The default flat network is one of Kubernetes' worst habits in production.

Checklist:

• Default-deny ingress and egress at namespace level
• Explicit allow rules between frontend, API, data, and observability tiers
• No broad east-west access for convenience
• Private control plane access where the platform allows it
• Internet exposure only through reviewed ingress paths

Case pattern:

One compromised pod should not become a sightseeing pass for the rest of the cluster.

---

4. Stop Storing Secrets Like Configuration Files

Base64 is transport encoding, not protection.

In production, prefer:

• External Secrets Operator with Vault, AWS Secrets Manager, Azure Key Vault, or GCP Secret Manager
• Encryption at rest for etcd-backed secrets
• Narrow namespace and workload access to secrets
• Rotation plans for database credentials, API keys, and signing keys

If an etcd snapshot leak or backup exposure would reveal plaintext credentials, the design is still fragile.

---

5. Add Admission Control Before Developers Add Exceptions Everywhere

Use Kyverno or OPA Gatekeeper to block the patterns you already know are dangerous.

High-value policies:

• Reject privileged containers
• Reject :latest image tags
• Require image digests for production
• Enforce resource limits
• Block hostPath, hostPID, and hostNetwork unless approved
• Require non-root execution and seccomp profile

---

6. Sign, Scan, and Pin Images

Production clusters should not be pulling whatever tag happens to exist today.

Checklist:

• Scan images in CI with Trivy or equivalent
• Pin images to immutable digests
• Prefer minimal base images
• Sign release images with Cosign
• Restrict image sources to approved registries

This is also where software supply chain discipline starts paying off.

---

7. Watch Runtime Behavior, Not Just Manifests

Static reviews find misconfigurations. Runtime monitoring catches what changed after deployment or what only becomes visible during an intrusion.

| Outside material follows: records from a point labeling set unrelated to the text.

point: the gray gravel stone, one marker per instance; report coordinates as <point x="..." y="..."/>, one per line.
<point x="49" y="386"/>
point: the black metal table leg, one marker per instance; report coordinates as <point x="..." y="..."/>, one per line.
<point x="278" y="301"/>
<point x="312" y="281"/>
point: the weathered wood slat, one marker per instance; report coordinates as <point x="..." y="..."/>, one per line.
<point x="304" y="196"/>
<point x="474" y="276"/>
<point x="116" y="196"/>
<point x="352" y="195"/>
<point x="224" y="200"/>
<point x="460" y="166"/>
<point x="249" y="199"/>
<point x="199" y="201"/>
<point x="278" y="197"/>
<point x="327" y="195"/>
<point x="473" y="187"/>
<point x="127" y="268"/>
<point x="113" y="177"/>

High-signal runtime events:

• Shell spawned inside an application container
• Unexpected outbound traffic from a normally quiet workload
• Reads of sensitive files such as /proc/1/environ
• New binaries written to a container filesystem
• Container processes contacting mining pools or suspicious control servers

Falco and managed runtime detection tools can help here, but only if somebody owns triage.

---

8. Practice Cluster Recovery, Not Just Cluster Creation

Production Kubernetes security is also about how you recover from a bad day.

Make sure you have:

• Backup strategy for manifests, state, and supporting data stores
• Documented secret rotation path after compromise
• A way to isolate namespaces or workloads quickly
• Audit logs retained somewhere attackers cannot silently erase
• A tested playbook for compromised service account or leaked kubeconfig scenarios

---

Production Kubernetes Checklist

• No routine use of cluster-admin
• Pod Security Admission enforced on production namespaces
• Default-deny network policies in place
• Secrets externalized or tightly controlled
• Admission control blocks known-bad patterns
• Images are scanned, signed, and pinned
• Runtime detection configured and monitored
• Audit logs retained and reviewed
• Break-glass access documented and time-bounded
• Recovery procedures tested

---

Further Reading

• Kubernetes Security Checklist
• NSA and CISA Kubernetes Hardening Guidance
• CIS Kubernetes Benchmark
• Kubernetes Pod Security Standards

Related SecureCodeReviews guides:

• Kubernetes Security Complete Guide
• Top 10 Kubernetes Security Misconfigurations
• How to Store Secrets Securely in Kubernetes

The safest production clusters are usually the least surprising ones. Tight roles, narrow network paths, boring workload defaults, and tested recovery plans still beat cleverness.